It was heaven to me.

Our basement was divided into two sides. One was carpeted with a dirty, thin material that didn't keep the cold from seeping through. The other side was just cemented floor, and occupied by the junk. On the un-junked side sat a thread-worn couch grayed from over a decade of use, which sagged in front of our modestly sized television; an old kitchen table stained with my sisters' various art projects; a dollhouse adorned with blank-faced Barbies; and a humming refrigerator full of fermenting kimchee.

The day after Halloween, my mother confiscated my entire horde of trick-or-treating chocolate and hid it inside the freezer, next to the icemaker and behind the week-old popsicles. I duly fished half of it out when she went grocery shopping (only half to dampen suspicion at my sneaky deed) and wandered around the house, looking for the perfect hiding spot.

I considered my room, but discarded the idea. Somehow, my little sister managed to find my diary every time I re-hid it there. She could find my glorious stash of candy. I pranced through the den and the kitchen. Horrible places to hide anything - my mother overturned both rooms weekly in her dust-induced cleaning frenzies.

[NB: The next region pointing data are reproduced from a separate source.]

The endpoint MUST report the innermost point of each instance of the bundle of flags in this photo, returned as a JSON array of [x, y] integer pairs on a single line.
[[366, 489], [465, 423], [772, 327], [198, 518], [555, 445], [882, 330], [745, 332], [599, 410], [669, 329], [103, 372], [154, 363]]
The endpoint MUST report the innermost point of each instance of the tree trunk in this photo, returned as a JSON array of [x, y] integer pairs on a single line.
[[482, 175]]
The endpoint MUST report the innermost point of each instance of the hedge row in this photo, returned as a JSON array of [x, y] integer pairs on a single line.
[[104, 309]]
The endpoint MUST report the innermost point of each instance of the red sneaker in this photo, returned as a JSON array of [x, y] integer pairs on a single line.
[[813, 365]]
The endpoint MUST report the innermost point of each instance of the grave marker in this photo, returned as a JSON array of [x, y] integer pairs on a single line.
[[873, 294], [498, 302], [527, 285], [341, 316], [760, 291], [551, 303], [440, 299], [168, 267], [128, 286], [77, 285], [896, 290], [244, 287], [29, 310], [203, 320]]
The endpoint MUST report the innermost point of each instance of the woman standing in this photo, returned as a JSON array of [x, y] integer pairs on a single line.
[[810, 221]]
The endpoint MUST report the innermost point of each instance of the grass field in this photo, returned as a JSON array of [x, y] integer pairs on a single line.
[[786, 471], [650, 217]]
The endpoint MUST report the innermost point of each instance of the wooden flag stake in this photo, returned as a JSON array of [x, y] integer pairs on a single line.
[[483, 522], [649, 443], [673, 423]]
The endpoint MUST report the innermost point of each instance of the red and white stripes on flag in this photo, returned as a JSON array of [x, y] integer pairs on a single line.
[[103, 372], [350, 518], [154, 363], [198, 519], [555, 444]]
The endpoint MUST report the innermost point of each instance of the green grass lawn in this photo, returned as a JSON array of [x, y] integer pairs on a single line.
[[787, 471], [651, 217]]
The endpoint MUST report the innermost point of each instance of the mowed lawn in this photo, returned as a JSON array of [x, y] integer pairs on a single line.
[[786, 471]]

I trotted downstairs, wincing at each creaky footstep, and surveyed my basement for a hiding place. Nowhere. I slumped on the bottom step, pressed my ice-cold candy to my heart, and received a sudden inspiration. Did I dare? My mother had forbidden me from ever entering the unfinished half of our basement, claiming that spiders, crickets, and maybe even a rat might have their cozy home in the mess. Barely believing my audaciousness, I opened the peeling door to the forbidden side and tiptoed in. There was about a foot of moving space before the junk range started. I closed the door behind me and shivered in the utterly still darkness, a lopsided grin forming on my face.

Then, an unwanted chill ran down my spine and I opened the door again, letting some grimy light filter in. There! I spotted a filthy light bulb hanging over the shadowy surfaces. I hoisted my candy bag and began to climb the mountain of stuff with a determination to conquer.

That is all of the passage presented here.